Obeso stroncato da un infarto cade e col peso dei suoi 130 kg schiaccia e uccide il figlio di un anno e mezzo

l'assurda fine del piccolo David Cimini

I media rilanciano in queste ore un tragico fatto di cronaca accaduto a Zevio, nel veronese, dove Emiliano Cimini, un uomo di 38 anni, di 130 chili, si è sentito male mentre stava cambiando il pannolino al figlio David di un anno e mezzo ed è caduto di peso sul piccolo, soffocandolo.

Gesti d’amore. Gesti di incondizionato affetto. Gesti che un padre, una madre compiono ripetutamente per quella parte di loro: i figli. E quando meno te l’aspetti il destino è lì pronto a trafiggerti. Nel modo più barbaro. Nel modo più subdolo. David aveva solo un anno e mezzo. Ed è morto. Non c’è più, schiacciato dal “peso” dell’amore. No, questa volta David si arrende, perde la sua battaglia. Contro il gigante. Il gigante Golia. Un cambio di pannolino. Un infarto improvviso. Centotrenta chili su un piccolo corpicino. Ed ecco crollare ogni certezza, ogni progetto di vita. Perché simili tragedie? Perché il fato, il destino giocano una partita così crudele?

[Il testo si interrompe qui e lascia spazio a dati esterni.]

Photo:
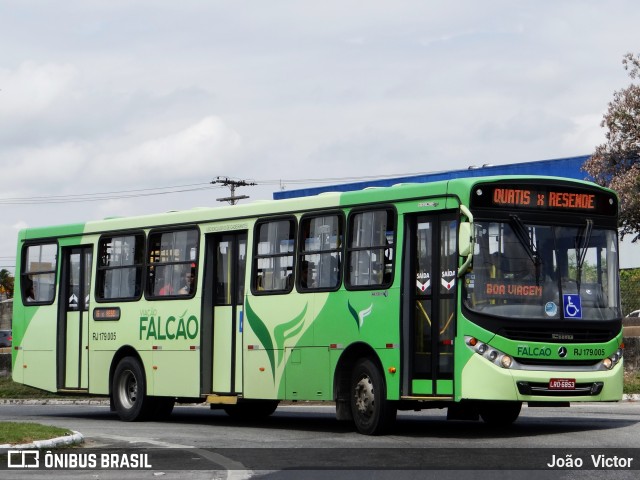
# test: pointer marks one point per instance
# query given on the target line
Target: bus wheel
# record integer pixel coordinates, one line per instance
(251, 409)
(372, 413)
(129, 391)
(500, 414)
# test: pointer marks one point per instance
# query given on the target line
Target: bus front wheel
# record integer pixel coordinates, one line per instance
(372, 413)
(129, 391)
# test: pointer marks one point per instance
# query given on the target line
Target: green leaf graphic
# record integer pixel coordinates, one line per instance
(261, 331)
(354, 314)
(287, 330)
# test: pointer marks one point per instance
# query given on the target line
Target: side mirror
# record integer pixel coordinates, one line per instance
(465, 240)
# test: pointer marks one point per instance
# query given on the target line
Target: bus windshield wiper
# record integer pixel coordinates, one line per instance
(581, 250)
(527, 242)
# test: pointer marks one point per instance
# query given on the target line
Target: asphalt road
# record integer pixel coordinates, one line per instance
(304, 441)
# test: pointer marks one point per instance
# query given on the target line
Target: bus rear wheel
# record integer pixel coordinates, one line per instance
(129, 391)
(500, 414)
(372, 413)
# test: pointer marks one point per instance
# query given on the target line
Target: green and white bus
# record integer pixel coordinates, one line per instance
(473, 294)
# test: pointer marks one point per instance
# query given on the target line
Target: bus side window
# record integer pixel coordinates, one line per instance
(38, 274)
(273, 258)
(370, 251)
(172, 257)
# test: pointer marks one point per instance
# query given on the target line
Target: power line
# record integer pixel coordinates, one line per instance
(170, 190)
(232, 184)
(100, 196)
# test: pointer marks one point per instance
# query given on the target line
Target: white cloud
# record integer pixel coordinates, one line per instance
(193, 151)
(32, 88)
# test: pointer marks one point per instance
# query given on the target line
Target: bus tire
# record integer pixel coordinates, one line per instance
(500, 414)
(372, 413)
(129, 391)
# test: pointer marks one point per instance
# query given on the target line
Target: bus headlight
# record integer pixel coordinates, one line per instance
(495, 356)
(611, 362)
(506, 361)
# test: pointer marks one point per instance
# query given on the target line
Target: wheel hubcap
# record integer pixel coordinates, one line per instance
(364, 395)
(128, 389)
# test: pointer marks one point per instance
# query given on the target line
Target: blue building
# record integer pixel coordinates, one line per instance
(563, 167)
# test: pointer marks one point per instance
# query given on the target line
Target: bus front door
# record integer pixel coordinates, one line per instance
(429, 323)
(73, 319)
(222, 328)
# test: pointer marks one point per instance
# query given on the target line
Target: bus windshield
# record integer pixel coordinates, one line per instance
(524, 271)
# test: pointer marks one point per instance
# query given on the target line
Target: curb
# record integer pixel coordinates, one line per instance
(73, 439)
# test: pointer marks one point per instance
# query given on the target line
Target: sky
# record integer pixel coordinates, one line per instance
(156, 99)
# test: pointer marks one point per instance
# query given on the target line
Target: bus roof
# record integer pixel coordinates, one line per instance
(323, 200)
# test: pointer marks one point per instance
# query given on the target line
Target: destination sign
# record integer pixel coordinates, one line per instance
(545, 197)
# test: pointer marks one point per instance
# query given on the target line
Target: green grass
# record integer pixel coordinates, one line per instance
(16, 433)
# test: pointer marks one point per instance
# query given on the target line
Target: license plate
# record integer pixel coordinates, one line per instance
(562, 384)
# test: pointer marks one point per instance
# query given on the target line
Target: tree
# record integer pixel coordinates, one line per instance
(614, 163)
(6, 283)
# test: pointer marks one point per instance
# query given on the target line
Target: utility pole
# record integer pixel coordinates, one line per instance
(232, 184)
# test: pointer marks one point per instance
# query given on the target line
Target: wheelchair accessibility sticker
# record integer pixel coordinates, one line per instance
(572, 306)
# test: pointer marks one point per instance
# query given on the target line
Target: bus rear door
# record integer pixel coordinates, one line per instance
(73, 318)
(223, 320)
(429, 323)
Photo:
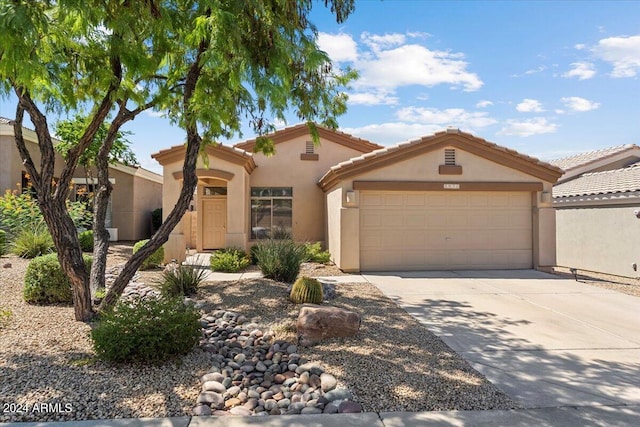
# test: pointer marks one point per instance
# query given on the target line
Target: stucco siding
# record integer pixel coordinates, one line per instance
(601, 239)
(287, 169)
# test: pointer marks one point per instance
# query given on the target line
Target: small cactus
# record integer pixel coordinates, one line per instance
(306, 290)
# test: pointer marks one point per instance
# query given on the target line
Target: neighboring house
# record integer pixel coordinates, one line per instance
(445, 201)
(136, 191)
(596, 201)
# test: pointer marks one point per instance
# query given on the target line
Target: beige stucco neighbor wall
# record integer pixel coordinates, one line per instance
(344, 245)
(287, 169)
(603, 239)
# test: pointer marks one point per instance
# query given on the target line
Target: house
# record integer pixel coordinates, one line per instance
(597, 201)
(445, 201)
(136, 191)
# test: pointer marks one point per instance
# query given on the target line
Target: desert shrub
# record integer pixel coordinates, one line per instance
(316, 254)
(229, 260)
(33, 242)
(86, 241)
(148, 331)
(306, 290)
(5, 317)
(3, 242)
(280, 259)
(152, 260)
(181, 280)
(46, 283)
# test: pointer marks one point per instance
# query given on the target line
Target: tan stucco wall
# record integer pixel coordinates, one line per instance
(237, 207)
(286, 169)
(600, 239)
(425, 168)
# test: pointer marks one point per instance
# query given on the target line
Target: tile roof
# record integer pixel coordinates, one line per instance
(571, 162)
(606, 182)
(355, 163)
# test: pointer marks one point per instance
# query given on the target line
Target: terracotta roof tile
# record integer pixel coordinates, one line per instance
(571, 162)
(606, 182)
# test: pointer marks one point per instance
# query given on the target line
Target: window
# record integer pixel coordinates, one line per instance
(215, 191)
(449, 157)
(309, 148)
(271, 212)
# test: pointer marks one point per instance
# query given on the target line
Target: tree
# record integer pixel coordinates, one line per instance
(208, 64)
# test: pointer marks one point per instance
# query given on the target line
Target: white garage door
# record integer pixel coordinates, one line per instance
(445, 230)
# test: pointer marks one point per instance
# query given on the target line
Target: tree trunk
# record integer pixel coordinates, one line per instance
(65, 237)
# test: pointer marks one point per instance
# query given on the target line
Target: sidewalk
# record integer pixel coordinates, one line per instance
(556, 417)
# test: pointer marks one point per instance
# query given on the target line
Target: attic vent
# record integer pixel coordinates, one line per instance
(309, 147)
(449, 157)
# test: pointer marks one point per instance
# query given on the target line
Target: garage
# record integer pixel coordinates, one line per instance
(447, 201)
(404, 230)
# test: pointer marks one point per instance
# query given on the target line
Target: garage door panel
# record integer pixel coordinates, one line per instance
(442, 230)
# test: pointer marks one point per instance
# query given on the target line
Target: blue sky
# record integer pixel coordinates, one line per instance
(546, 78)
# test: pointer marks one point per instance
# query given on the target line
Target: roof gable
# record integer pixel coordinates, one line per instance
(610, 158)
(605, 182)
(302, 129)
(449, 138)
(230, 154)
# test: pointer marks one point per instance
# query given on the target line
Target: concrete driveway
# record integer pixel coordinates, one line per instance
(544, 340)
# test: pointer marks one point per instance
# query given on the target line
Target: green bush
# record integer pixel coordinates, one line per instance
(3, 242)
(280, 259)
(229, 260)
(154, 259)
(86, 241)
(149, 331)
(316, 254)
(33, 242)
(182, 280)
(46, 283)
(306, 290)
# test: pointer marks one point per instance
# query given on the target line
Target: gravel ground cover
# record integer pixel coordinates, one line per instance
(49, 371)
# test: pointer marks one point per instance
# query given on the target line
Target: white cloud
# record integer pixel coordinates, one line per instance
(372, 98)
(577, 104)
(377, 42)
(339, 47)
(581, 70)
(622, 52)
(534, 126)
(413, 64)
(393, 133)
(529, 106)
(457, 117)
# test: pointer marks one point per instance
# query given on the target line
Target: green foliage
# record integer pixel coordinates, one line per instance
(86, 241)
(70, 131)
(5, 317)
(20, 211)
(182, 280)
(280, 259)
(3, 242)
(306, 290)
(148, 331)
(229, 260)
(153, 260)
(316, 254)
(33, 242)
(156, 218)
(46, 283)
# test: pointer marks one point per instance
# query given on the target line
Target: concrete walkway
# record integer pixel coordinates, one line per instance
(547, 342)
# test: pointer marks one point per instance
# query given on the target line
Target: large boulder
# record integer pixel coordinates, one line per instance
(316, 323)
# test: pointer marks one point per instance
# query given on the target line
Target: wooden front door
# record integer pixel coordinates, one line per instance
(214, 223)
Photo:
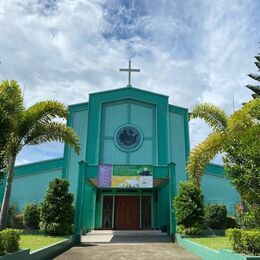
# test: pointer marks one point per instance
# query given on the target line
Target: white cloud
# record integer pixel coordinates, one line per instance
(192, 51)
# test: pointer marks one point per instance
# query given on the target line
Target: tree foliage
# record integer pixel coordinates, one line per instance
(57, 212)
(239, 140)
(10, 105)
(30, 126)
(254, 88)
(189, 210)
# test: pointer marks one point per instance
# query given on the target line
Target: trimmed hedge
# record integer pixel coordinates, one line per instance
(189, 210)
(57, 212)
(9, 241)
(231, 222)
(244, 241)
(18, 221)
(215, 215)
(32, 216)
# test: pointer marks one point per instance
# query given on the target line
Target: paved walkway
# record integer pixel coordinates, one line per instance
(151, 251)
(133, 247)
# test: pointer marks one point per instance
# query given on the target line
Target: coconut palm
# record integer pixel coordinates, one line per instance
(31, 126)
(226, 129)
(254, 88)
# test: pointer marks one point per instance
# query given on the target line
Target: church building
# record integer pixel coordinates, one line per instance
(134, 149)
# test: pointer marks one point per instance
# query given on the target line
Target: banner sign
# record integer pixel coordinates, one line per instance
(104, 175)
(125, 176)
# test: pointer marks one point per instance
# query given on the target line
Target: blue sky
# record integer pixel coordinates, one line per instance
(192, 51)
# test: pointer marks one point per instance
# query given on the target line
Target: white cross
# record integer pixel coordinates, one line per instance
(129, 70)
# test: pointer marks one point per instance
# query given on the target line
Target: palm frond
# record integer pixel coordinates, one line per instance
(245, 117)
(214, 116)
(41, 113)
(202, 154)
(53, 131)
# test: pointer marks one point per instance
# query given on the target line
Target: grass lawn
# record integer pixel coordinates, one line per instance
(214, 242)
(35, 239)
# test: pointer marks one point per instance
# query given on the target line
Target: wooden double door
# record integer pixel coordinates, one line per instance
(127, 212)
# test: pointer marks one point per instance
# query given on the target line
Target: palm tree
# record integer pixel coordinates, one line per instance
(225, 128)
(255, 89)
(31, 126)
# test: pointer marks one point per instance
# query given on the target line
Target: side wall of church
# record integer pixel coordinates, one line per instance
(179, 141)
(78, 120)
(217, 188)
(31, 181)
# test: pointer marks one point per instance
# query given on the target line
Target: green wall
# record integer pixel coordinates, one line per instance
(32, 187)
(178, 143)
(79, 121)
(31, 181)
(217, 188)
(116, 114)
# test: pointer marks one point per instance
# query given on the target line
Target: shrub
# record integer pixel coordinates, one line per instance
(57, 212)
(11, 215)
(32, 216)
(18, 221)
(230, 222)
(244, 241)
(251, 218)
(195, 230)
(215, 215)
(10, 240)
(2, 250)
(189, 211)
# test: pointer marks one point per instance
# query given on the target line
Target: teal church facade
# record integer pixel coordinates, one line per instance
(125, 127)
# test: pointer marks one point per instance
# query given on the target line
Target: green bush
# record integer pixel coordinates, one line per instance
(231, 222)
(32, 216)
(57, 212)
(195, 230)
(215, 215)
(2, 250)
(18, 221)
(244, 241)
(251, 218)
(189, 211)
(10, 240)
(11, 215)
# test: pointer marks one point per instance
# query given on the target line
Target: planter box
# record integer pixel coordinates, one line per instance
(48, 252)
(21, 254)
(208, 253)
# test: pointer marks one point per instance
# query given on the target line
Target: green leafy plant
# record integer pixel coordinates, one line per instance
(252, 218)
(32, 216)
(215, 215)
(231, 222)
(10, 240)
(18, 221)
(189, 211)
(30, 126)
(57, 212)
(244, 241)
(11, 215)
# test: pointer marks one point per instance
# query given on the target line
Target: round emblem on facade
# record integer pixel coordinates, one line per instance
(128, 138)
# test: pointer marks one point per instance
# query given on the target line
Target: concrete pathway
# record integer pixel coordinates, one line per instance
(151, 251)
(116, 245)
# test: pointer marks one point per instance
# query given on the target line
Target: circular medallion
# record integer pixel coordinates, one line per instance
(128, 138)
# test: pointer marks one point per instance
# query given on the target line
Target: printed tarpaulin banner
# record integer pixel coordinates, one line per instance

Una famiglia distrutta. Una tragedia scandita da numeri. Numeri cinicamente diabolici. Solo 547 giorni. Tanto è durata la permanenza sulla terra del piccolo David. Non un futuro per lui. 130 chili e una malattia: l’obesità che hanno infranto un sogno, quel sogno chiamato vita. 38 gli anni del premuroso padre colpito da un infarto fulminante. E’ morto. E’ precipitato sull’esile corpicino del figlio fino a togliergli il respiro. Soffocato dal peso delle attenzioni, delle cure amorevoli. Un disegno che sfugge alla logica umana. Una famiglia: un uomo, una donna e tre piccoli. Un dramma: una donna e i suoi due bambini. Una famiglia come tante altre. Una quotidianità fatta di piccole cose, giornate all’insegna del lavoro, sacrifici per portare avanti un’unione.

Questo il passato, purtroppo. Il presente segna una triste realtà. Amara. Ancor più per gli altri figli della coppia, quei piccoli di 7 e 5 anni che hanno assistito alla scena, inconsapevoli. Le loro urla hanno insospettito i vicini . Urlavano non per disperazione, urlavano perché avevano fame. Credevano che il padre dormisse, non era così.

Il campanello, le urla non avevano il coraggio di aprire la porta. La madre era tornata nella sua terra, la Nigeria. Erano soli e ignari della crudeltà del destino. All’arrivo dei carabinieri, allertati dai condomini, la macabra scoperta. Dietro la porta socchiusa della camera da letto, il corpo senza vita di Emiliano Cimini. Steso, sopra il cadavere del piccolo. Non una parola solo la consapevolezza di una tragica fatalità. Avvilente. Ogni tentativo dei soccorritori per rianimarli è stato vano. Hanno constatato la morte.

La valle di Elah è quel brandello di deserto israeliano, in cui cita la Bibbia, re Saul mandò il figlio David armato di sole cinque pietre a combattere Golia. Campagnola di Zevio, Verona. David “armato” di serenità, affetto e voglia di vivere ha perso la sua battaglia chiamata esistenza. Contro il gigante buono, Emiliano, l’amorevole e sfortunato padre.